Many residents and visitors across the state were thrown into a panic when the Hawaii Emergency Management Agency launched a statewide message warning a ballistic missile was on its way to the islands. It took state officials 38 minutes to officially cancel the false alarm.

The worker who triggered the alarm was terminated and HI-EMA administrator Vern Miyagi resigned, but the incident dovetailed with efforts by Ige’s political opponents to portray the governor as indecisive and ineffective. Ige’s critics also complain his administration responded too slowly to controversies such the Thirty Meter Telescope protests in 2015.

Colin Moore, director of the Public Policy Center at the University of Hawaii at Manoa, said he thinks the state has responded well to the disasters on Kauai and Hawaii island.

“That was also due to the efforts of the two counties and their mayors, but I think it improves his image. The question is, is it going to improve it enough? And I think the answer to that question is, probably, no.

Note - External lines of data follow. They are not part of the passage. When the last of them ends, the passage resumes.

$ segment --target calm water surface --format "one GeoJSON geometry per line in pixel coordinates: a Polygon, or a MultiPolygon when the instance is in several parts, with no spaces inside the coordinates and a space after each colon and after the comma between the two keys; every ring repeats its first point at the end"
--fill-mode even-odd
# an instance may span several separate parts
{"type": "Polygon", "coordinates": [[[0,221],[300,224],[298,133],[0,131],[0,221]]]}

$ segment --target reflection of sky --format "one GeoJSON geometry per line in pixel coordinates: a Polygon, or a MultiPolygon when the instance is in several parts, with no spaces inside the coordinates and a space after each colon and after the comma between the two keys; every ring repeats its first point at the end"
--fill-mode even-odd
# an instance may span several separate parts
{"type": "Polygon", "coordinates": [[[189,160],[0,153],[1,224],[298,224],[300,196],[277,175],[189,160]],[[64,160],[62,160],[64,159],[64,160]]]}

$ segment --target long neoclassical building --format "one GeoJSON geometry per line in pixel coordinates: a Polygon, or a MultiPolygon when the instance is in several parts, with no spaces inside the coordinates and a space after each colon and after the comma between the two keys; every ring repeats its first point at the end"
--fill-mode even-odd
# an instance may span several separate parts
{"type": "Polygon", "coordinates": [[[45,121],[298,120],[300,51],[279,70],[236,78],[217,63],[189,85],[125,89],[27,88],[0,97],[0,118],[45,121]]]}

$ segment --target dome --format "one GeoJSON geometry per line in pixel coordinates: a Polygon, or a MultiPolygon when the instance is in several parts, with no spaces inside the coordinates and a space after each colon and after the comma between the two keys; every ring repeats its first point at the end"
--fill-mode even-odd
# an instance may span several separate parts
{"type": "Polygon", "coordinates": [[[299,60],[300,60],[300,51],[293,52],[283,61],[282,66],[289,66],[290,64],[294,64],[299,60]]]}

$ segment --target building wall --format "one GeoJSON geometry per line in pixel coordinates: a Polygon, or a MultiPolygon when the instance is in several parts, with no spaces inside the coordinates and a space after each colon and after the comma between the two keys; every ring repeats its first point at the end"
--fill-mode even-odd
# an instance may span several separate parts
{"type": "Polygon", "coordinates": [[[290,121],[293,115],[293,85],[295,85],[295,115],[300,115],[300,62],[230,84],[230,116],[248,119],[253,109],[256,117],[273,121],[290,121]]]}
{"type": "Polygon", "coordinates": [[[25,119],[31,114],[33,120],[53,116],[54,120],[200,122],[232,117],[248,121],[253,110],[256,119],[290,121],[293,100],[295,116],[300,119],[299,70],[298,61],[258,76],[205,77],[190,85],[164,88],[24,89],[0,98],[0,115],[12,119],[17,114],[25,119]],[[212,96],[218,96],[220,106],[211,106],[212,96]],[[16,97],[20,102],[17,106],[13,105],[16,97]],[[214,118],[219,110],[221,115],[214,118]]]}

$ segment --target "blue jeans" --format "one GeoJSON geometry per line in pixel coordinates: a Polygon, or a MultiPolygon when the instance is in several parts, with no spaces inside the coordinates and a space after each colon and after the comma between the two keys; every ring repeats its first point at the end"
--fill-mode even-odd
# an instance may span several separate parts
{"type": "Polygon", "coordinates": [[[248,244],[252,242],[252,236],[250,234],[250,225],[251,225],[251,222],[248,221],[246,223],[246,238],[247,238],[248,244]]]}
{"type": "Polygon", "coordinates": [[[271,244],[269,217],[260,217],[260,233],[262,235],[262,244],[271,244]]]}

“It helps him, but it’s not going to help him enough to make a difference, simply because the missile disaster still looms so large in people’s memories, and that I think is still for many voters their most significant memory about Gov. Ige, which may not be fair, but I think it’s true,” Moore said.

With the volcano and flood recovery efforts likely to stay in the news for the foreseeable future, voters may well be ready to forgive Ige’s previous shortcomings when casting their ballots.

The Ige and Hanabusa campaigns did not respond to requests for comment for this article.